Spot gold was up 0.2% at $1,796.55 an ounce by 01:47 PM ET (1747 GMT), after dropping 0.6% earlier in the session. US gold futures settled 0.3% higher at $1,798.80 an ounce.
“We are in a period of gold consolidation, but I think eventual policy tightening and inflation concerns should be positive for the metal,” said Edward Moya, chief market analyst at brokerage OANDA.
“Earnings were rather impressive, and that surprised a lot of people… US tech stocks are a favorite place for many investors to go to, which reduces the demand for a safe haven at the moment.”
The appetite for riskier assets remained strong after strong quarterly reports from Alphabet Inc., which owns Google, and Microsoft Corp., which lifted the Nasdaq.
Helping gold, the dollar index fell 0.2% against its rivals.

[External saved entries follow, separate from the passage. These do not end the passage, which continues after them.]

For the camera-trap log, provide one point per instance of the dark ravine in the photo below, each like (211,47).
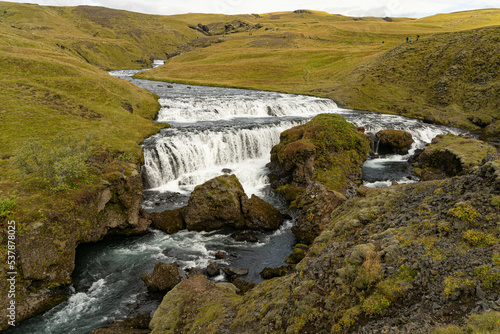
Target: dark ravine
(47,251)
(426,254)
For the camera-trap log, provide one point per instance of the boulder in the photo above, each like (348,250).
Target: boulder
(243,286)
(220,255)
(212,269)
(136,325)
(222,203)
(326,149)
(164,277)
(246,235)
(453,155)
(216,204)
(268,273)
(393,141)
(317,204)
(169,221)
(194,302)
(234,273)
(262,215)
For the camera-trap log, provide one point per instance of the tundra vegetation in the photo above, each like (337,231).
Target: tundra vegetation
(56,92)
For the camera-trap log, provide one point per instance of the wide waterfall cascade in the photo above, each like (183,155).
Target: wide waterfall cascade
(214,131)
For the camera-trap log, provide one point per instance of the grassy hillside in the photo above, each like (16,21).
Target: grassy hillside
(363,63)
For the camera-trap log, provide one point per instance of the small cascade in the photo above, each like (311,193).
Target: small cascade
(184,159)
(179,108)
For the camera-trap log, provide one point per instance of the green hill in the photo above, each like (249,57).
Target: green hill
(363,63)
(70,132)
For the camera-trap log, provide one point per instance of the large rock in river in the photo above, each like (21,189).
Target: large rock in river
(393,141)
(221,202)
(164,277)
(262,215)
(216,204)
(450,155)
(327,149)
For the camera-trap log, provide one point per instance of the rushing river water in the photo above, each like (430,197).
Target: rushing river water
(214,131)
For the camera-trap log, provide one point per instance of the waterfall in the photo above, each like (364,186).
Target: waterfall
(207,106)
(187,158)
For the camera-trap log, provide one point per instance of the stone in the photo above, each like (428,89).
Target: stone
(169,221)
(220,255)
(246,235)
(212,269)
(164,277)
(262,215)
(216,204)
(393,141)
(480,293)
(233,273)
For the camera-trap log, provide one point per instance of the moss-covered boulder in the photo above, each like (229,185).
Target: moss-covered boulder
(164,277)
(394,141)
(262,215)
(221,202)
(170,221)
(450,155)
(315,208)
(196,302)
(216,204)
(326,149)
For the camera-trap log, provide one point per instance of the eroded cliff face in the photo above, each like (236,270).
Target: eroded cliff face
(426,254)
(46,249)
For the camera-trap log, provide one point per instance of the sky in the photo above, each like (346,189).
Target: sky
(380,8)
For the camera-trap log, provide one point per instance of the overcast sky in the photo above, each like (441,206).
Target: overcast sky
(381,8)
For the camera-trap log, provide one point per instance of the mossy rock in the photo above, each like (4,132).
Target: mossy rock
(216,204)
(169,221)
(327,148)
(262,215)
(454,155)
(394,141)
(193,303)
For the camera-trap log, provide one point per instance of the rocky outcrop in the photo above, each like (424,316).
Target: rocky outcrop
(169,221)
(316,166)
(195,303)
(47,247)
(221,202)
(393,141)
(216,204)
(260,215)
(427,254)
(136,325)
(164,277)
(450,155)
(316,206)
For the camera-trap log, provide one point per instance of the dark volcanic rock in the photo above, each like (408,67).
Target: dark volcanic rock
(170,221)
(136,325)
(164,277)
(317,204)
(221,202)
(262,215)
(234,273)
(212,269)
(452,155)
(216,204)
(394,141)
(246,235)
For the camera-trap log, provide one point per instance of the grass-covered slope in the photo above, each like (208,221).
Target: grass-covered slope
(449,74)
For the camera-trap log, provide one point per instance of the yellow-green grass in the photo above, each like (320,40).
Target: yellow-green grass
(351,59)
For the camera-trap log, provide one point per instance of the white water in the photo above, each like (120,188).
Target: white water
(213,128)
(208,107)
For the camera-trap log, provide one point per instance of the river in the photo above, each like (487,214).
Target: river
(213,131)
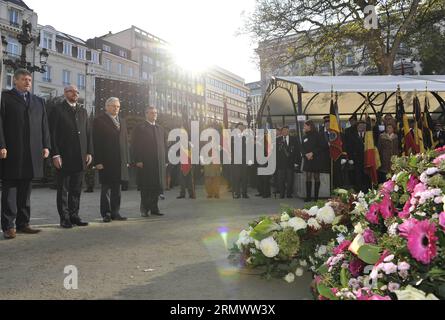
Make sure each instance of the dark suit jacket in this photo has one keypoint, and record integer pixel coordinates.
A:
(111, 149)
(288, 156)
(24, 132)
(70, 137)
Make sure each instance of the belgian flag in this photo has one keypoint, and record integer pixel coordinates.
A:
(428, 125)
(335, 141)
(418, 126)
(372, 156)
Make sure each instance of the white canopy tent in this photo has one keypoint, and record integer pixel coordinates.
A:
(287, 98)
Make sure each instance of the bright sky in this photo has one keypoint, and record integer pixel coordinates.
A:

Yields on the benchmark 10-year US Treasury fell below 1.6% to its lowest level in nearly two weeks, reducing the opportunity cost of holding non-yielding bullion.
Investors are now waiting for Thursday’s European Central Bank meeting and the US Federal Open Market Committee’s policy meeting on November 3rd for more clues about the tapering schedule.
The European Central Bank is expected to keep policy unchanged and leave a decision on the pandemic emergency bond purchase program until December.
While gold is often considered an inflation hedge, lower economic stimulus and higher interest rates are driving government bond yields higher, raising the opportunity cost of holding bullion.
Elsewhere, silver slipped 0.1% to $24.10 an ounce.
StoneX analyst Rona O’Connell said interest in silver is growing in the professional market and this bodes well for gold.